Il paradosso educativo: è giusto punire, ma farlo è un errore

"Nessun tredicenne ha mai letto il regolamento di condotta sportiva", osserva Frusciello commentando l'episodio avvenuto nel Torinese, "Eppure ne subisce gli effetti". Rientra pertanto nell'ordine delle cose che comportamento scorretto viene punito, anche perché il provvedimento pretende di fornire un esempio. Poco importa se il ragazzo è stato colpito da un adulto che quel campo non doveva esserci: il giovane atleta era già venuto alle mani con un avversario (anche lui squalificato) e certi comportamenti non possono essere tollerati.  Giusto? Sì, ma per Frusciello il problema è che la questione non affatto esaurirsi con le poche righe di un giudice sportive.

Scatto tratto dal video della rissa avvenuta a Collegno
Scatto tratto dal video della rissa avvenuta a Collegno

Il vero problema, sottolinea l’esperto, risiede infatti  nell'abitudine della società a intervenire solo quando il danno è già fatto. "È un po' come in medicina: vado a dare una terapia sul sintomo e non lavoro sulla prevenzione". Invece di progettare percorsi educativi fin dai primi passi sul campo, si preferisce squalificare chi sbaglia, allontanandolo dal gioco nella convinzione (o nella speranza) che tale punizione serva al "colpevole" per riflettere sul gesto e correggere il proprio comportamento.

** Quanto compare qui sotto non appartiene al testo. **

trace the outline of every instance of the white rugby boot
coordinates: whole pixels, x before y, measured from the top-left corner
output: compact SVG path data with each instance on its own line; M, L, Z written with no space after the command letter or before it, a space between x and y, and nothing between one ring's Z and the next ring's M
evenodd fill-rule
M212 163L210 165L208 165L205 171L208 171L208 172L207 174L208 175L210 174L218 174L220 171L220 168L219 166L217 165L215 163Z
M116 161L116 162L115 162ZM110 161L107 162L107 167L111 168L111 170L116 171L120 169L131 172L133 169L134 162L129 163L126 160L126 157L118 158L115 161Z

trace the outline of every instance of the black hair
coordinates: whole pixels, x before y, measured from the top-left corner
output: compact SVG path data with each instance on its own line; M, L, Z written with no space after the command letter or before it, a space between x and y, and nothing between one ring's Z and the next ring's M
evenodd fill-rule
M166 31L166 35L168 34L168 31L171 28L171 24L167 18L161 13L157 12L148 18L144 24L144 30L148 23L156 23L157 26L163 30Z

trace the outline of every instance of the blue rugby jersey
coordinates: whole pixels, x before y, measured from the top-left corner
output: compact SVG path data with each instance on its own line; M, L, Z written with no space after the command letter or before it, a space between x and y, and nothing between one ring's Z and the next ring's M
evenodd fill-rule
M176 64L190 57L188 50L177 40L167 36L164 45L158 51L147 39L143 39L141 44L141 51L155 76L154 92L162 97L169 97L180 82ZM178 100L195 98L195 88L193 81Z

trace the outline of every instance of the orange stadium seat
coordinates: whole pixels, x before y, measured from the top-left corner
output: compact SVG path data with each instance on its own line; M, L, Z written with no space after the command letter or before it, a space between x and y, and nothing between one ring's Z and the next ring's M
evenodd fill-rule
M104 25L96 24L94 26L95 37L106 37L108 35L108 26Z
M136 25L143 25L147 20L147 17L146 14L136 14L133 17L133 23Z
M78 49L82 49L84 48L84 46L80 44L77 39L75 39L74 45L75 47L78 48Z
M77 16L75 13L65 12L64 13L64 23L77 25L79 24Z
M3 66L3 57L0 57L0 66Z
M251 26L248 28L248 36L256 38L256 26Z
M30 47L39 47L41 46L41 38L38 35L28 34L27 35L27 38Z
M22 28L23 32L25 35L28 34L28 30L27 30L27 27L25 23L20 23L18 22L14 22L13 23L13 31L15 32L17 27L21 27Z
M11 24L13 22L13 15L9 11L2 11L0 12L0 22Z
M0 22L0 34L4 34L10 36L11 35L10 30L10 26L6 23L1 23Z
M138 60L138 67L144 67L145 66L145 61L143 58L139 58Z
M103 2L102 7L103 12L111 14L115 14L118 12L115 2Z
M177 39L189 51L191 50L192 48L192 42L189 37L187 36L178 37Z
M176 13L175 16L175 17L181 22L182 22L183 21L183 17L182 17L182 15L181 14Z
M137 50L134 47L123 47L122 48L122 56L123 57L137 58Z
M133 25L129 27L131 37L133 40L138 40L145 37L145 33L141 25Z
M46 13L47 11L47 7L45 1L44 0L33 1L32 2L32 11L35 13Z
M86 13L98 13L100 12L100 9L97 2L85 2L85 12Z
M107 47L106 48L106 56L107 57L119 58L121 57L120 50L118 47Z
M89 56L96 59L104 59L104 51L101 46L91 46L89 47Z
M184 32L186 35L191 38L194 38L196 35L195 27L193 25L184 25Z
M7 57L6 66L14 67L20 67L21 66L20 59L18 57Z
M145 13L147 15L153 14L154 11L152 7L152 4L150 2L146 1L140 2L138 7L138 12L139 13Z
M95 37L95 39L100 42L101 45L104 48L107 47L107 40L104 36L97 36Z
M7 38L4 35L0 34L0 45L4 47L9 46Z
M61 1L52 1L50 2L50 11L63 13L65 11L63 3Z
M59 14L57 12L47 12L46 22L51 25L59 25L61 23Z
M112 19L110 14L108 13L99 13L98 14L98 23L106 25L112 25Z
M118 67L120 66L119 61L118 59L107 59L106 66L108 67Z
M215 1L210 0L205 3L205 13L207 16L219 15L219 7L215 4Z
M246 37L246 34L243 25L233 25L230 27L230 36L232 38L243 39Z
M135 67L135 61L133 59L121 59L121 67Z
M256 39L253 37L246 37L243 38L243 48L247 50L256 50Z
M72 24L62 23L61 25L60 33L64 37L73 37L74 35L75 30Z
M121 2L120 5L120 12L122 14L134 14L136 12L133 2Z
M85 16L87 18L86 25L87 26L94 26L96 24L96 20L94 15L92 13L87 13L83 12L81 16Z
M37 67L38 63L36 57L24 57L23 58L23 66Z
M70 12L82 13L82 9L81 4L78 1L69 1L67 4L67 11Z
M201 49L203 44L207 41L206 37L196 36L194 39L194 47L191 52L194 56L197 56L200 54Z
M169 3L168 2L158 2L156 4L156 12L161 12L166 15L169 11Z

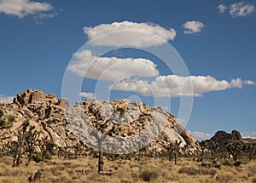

Una scorciatoia che però non risolve le radici del problema.

Insomma, un po' come nel dramma di Antigone – la giovane greca che per rispettare le leggi divine di rispetto della dignità umana finisce per trasgredire le leggi stabilite dagli uomini – la rissa tra ragazzini ha portato alla luce una situazione paradossale dove è impossibile non punire gli autori della zuffa ma, allo stesso tempo, si rischia di non ottenere lo scopo ultimo del provvedimento, ossia la crescita e la maturazione dei giovani.

Disciplina o sport? La differenza è importante

Per dipanare questo paradosso, secondo Frusciello, occorre distinguere due piani tra la disciplina sportiva, ossia l'impalcatura di norme che decreta ciò che è permesso e ciò che non è permesso durante la pratica di una certa attività, e lo sport in sé: "È la disciplina espelle, non lo sport. Lo sport ti educa e per educarti ti devo tenere vicino a me", afferma l'esperto. Se un ragazzo manifesta comportamenti antisportivi, la risposta non dovrebbe pertanto essere l'esclusione, ma un percorso che lo aiuti a comprendere e interiorizzare i valori dello sport. Altrimenti si cade in una contraddizione: si priva il giovane proprio di quel contesto che potrebbe aiutarlo a crescere.

Immagine di repertorio
Immagine di repertorio

"Allontanare i ragazzi dal campo da gioco, dove possiamo insegnare loro i valori che dimostrano di non avere, è una contraddizione", spiega il pedagogista, poiché punire non equivale a educare: "La distorsione cognitiva risiede nel pensare che nella punizione questi ragazzi facciano una sorta di redenzione. Non credo che ci siano esperienze che vadano in questa direzione".

L'urgenza di rivedere le misure educative

Il nodo, per Frusciello, è l’assenza di un progetto chiaro: famiglie e società non sempre trasmettono un senso preciso al fare sport. Così i ragazzi cercano modelli altrove, spesso in logiche egocentriche o in sogni irrealistici di diventare calciatori professionisti. "Non c’è un’intenzionalità educativa nel gioco: parliamo di fair play, ma senza che ci sia un reale lavoro di formazione. È come mettere un completo a un clochard: non diventa un lord solo perché indossa un abito elegante". Ogni volta che esplode un caso come quello del portiere squalificato, la società reagisce con indignazione. Poi dimentica, fino al prossimo episodio. "Viviamo in un pendolo tra notizie, indignazione e dimenticanza. Non lo trovo sano", riflette Frusciello. Per evitare che queste storie si ripetano, servirebbe invece un investimento strutturale nell'educazione sportiva, capace di prevenire le derive violente prima che diventino cronaca.